These are the key concepts you need to understand to accurately answer the question.

Objective Function
In the realm of linear programming, the objective function is central to solving optimization problems. It is a mathematical expression formulated to either be maximized or minimized. An objective function consists of variables whose coefficients reflect the contribution of each variable towards the desired outcome. For instance, in the problem discussed, we have an objective function given by \[Z = 3x + 2y\].Here, the variable \(x\) contributes 3 units while \(y\) contributes 2 units to the value of \(Z\). The goal is systematically finding the values of \(x\) and \(y\) that make \(Z\) reach either its highest or lowest possible value within the constraints of the problem.

To effectively solve an objective function, one must also consider the feasible set which influences the potential solutions. Without defining this set, reaching a conclusion about the optimization isn't possible.
Feasible Set
The feasible set is a critical concept as it outlines the region where all potential solutions to the linear programming problem reside. It is typically defined by a collection of linear inequalities that form boundaries on a graph. This region indicates all permissible combinations of the decision variables.

Without a feasible set, determining optimal solutions is impossible as it sets the stage where the values can be validly analyzed. In practical problems, the feasible set can be perceived as a polygon on a coordinate plane, representing the intersection of all constraints. Making sure these boundaries are clearly defined allows one to identify the vertices of this polygon accurately.
  • The feasible set acts as a guide.
  • Shows all possible solutions based on constraints.
  • Ensures solutions are achievable.
Vertices of a Polygon
When working with a feasible set, particularly in linear programming, vertices of the polygon formed by this set are of great interest. These vertices are the points where constraints meet, typically found at intersections of boundary lines.

To find these vertices, one needs to solve the systems of equations that arise from the intersection of these lines, where each line represents a linear inequality in the problem. By substituting these coordinates into the objective function, the extrema of the function can likely be found, since they occur often at these vertices.
  • Vertices represent the limits of feasible solutions.
  • Essential in finding maximum or minimum values of the objective function.
  • Calculated by finding intersections of linear equations.
Linear Inequalities
Linear inequalities form the building blocks of the feasible set, establishing the feasible region in a linear programming problem. They are expressions that relate two variables with inequality signs such as \(\leq\), \(\geq\), \(<\), or \(>\). Each inequality constrains the space in which the solution can be sought.

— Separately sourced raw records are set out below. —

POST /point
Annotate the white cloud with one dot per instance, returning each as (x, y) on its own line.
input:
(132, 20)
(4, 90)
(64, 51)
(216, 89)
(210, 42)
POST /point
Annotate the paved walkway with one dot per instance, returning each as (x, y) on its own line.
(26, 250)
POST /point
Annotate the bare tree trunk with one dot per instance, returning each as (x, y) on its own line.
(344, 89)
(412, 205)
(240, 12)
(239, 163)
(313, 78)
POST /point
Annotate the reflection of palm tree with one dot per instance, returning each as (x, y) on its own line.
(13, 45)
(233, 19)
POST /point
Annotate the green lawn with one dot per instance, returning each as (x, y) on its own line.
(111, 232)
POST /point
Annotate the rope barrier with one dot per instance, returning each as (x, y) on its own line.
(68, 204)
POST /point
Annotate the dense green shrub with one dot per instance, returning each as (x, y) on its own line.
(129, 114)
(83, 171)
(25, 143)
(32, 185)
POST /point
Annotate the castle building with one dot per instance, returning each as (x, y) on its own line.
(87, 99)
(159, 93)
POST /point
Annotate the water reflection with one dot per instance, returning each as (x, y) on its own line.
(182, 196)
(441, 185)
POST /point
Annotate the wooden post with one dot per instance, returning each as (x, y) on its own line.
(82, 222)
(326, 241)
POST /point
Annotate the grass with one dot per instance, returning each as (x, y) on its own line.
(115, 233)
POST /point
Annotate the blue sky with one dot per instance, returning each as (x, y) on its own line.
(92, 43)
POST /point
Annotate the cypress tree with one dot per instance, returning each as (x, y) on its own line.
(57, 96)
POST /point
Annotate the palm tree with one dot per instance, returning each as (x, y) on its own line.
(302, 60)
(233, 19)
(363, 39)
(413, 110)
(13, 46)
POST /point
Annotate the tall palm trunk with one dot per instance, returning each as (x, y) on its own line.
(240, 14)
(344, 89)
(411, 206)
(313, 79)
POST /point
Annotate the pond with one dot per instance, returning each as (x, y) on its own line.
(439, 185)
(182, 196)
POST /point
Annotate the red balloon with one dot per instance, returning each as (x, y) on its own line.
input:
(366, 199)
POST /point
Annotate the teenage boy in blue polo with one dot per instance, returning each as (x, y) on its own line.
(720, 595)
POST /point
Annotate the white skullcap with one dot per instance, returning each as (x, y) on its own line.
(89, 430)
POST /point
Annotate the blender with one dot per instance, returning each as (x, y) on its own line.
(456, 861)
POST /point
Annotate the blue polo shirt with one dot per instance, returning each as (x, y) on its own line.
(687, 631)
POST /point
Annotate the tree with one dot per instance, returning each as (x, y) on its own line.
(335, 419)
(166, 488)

A proper understanding of how to manipulate these inequalities is crucial. Solving them individually enables the formation of boundary lines on a graph, which combined, create the feasible region.
  • They define constraints in optimization problems.
  • Need careful arrangement to represent the feasible region accurately.
  • Form boundaries that intersect to form vertices.
Hence, mastering the use of linear inequalities facilitates the correct adjudication of the linear program, paving the way for effective analysis and solution finding.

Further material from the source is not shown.